The last part about the binary heap is finding a way to generate a "heap" from the unordered list. The first thing we think about is that each element in the unordered list is inserted sequentially into the heap. For a well-ordered list, we can use a binary search to find a suitable location, and then insert the key value into the heap at the next location, with a time complexity of O(logn) . In addition, inserting an element into the list requires moving some other elements of the list, freeing the new node for a location and time complexity O(n) . So insert the total cost of using the method is O(nlogn) . We can actually pile up the entire list and control the total overhead O(n) . Listing 6 shows a heap of operations.

Listing 6


def buildheap (self,alist):  i = len (alist)//2  self.currentsize = Len (alist)  self.heaplist = [0] + alist[:]
  while (i > 0):    self.percdown (i)    i = i-1

Figure 5: Generating a binary heap with the list [9, 6, 5, 2, 3]

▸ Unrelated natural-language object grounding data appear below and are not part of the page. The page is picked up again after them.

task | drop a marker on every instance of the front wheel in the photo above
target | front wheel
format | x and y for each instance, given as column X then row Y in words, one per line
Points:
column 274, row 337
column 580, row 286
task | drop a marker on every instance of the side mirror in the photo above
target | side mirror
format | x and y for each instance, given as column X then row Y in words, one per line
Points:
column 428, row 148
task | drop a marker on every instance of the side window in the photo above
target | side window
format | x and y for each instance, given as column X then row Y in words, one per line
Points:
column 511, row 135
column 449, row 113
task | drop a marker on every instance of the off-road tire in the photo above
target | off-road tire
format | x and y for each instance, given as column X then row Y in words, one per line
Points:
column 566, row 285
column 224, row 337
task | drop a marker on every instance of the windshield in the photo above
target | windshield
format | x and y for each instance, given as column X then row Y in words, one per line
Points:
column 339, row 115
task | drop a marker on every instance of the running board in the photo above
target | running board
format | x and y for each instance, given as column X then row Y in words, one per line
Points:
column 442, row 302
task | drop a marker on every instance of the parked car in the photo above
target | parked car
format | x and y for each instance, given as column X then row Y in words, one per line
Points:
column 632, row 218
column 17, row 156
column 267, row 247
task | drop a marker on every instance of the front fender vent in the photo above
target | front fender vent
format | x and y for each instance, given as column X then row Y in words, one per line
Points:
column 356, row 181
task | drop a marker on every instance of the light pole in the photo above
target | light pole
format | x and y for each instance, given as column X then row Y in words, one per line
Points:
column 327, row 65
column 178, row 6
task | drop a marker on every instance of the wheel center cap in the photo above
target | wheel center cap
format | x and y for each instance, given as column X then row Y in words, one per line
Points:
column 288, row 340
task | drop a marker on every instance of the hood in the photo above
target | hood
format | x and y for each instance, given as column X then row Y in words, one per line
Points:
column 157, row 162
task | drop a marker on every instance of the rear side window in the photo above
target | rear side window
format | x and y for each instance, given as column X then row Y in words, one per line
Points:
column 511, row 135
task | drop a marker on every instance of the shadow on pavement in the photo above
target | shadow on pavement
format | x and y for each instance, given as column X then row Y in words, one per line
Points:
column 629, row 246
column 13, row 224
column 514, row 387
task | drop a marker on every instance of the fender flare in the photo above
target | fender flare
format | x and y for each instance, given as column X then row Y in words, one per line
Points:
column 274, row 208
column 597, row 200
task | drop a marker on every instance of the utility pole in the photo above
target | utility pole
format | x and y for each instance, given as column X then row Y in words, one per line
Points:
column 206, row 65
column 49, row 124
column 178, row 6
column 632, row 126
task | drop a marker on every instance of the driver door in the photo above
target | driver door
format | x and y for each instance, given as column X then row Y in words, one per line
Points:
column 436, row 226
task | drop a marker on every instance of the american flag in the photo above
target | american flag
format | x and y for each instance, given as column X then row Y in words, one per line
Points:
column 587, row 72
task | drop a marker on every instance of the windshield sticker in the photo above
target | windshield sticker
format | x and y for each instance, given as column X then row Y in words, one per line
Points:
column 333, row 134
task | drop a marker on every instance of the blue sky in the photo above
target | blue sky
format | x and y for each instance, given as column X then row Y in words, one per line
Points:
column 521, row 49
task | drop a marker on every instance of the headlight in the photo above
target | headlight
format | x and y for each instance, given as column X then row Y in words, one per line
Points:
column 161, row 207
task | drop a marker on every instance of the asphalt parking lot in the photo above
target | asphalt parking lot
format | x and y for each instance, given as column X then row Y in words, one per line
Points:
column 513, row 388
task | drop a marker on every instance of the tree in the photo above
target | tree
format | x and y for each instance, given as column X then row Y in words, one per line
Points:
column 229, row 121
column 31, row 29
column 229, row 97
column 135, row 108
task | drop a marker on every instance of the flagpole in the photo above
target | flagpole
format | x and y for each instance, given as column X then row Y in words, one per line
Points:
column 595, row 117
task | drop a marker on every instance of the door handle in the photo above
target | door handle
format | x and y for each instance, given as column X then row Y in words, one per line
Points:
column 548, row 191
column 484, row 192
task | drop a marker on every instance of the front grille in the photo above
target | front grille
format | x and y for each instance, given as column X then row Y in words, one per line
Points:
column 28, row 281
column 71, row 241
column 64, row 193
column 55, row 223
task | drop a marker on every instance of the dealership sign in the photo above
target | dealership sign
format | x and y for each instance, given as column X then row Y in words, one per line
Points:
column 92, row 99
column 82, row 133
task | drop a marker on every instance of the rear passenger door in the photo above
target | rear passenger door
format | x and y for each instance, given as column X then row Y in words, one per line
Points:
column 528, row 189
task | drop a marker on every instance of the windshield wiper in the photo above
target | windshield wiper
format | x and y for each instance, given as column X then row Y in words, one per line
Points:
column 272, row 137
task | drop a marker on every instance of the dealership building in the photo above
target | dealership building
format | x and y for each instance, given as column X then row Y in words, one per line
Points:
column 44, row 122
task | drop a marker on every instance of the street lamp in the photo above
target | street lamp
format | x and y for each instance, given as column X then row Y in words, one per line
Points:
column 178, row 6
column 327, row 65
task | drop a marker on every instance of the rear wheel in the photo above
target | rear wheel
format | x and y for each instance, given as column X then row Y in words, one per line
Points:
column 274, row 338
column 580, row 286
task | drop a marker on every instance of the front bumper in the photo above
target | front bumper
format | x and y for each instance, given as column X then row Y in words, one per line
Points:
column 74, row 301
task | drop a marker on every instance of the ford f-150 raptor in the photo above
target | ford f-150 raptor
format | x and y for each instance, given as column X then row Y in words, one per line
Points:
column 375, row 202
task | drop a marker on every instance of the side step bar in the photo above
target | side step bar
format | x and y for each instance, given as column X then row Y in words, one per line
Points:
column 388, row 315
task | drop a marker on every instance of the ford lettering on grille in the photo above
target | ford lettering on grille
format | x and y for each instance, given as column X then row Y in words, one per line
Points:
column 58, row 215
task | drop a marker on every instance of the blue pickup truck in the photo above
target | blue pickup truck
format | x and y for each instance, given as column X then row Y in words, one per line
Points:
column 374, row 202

Figure 5 shows the swap operations that are made by using the buildHeap method to move the nodes in the first tree [ 9, 6, 5, 2, 3] to the correct location. Although we start from the middle of the tree and then go back to the root node, the percDown method guarantees that the maximum child node is always "sinking". Because the heap is a fully binary tree, any nodes in the middle are leaf nodes, so there are no child nodes. Note that when i=1 we start sinking from the root node, we need to do a lot of switching. As you can see, in Figure 5, the rightmost two trees, first 9 moved from the root node position, moved to the next level, percDown further check its child node at this time, to ensure that it falls down to no longer, that is, down to the correct position. Then the exchange of the second exchange, 9 and 3. Since 9 has moved to the lowest level of the tree, it cannot be exchanged further. It is helpful to compare a series of exchanges between the list notation and the tree notation shown in Figure 5.


i = 2 [0, 9, 5, 6, 2, 3]i = 1 [0, 9, 2, 6, 5, 3]i = 0 [0, 2, 3, 6, 5, 9]

The code shown below is an implementation of the complete binary heap.


def insert (self,k):   self.heapList.append (k)   self.currentsize = self.currentsize + 1   self.percup ( self.currentsize)  def percdown (self,i): While   (i * 2) <= self.currentsize:     mc = Self.minchild (i)     if Self.heaplist[i] > SELF.HEAPLIST[MC]:       tmp = self.heaplist[i]       self.heaplist[i] = SELF.HEAPLIST[MC]       SELF.HEAPLIST[MC] = tmp     i = MC  def minchild (self,i):   If I * 2 + 1 > self.currentsize:     return i * 2< C14/>else:     if self.heaplist[i*2] < self.heaplist[i*2+1]:       return i * 2     else:       return i * 2 + 1  def delmin (self):   retval = self.heaplist[1]   self.heaplist[1] = self.heaplist[self.currentsize]   Self.currentsize = self.currentsize-1

The ability to O(n) generate a two-fork heap under the overhead looks a bit odd, proving beyond the scope of the book. However, it is important to understand that the O(n) cost of spending can be piled up because the logn factor is based on the height of the tree. And for buildHeap Many of the operations, the height of the tree is logn smaller.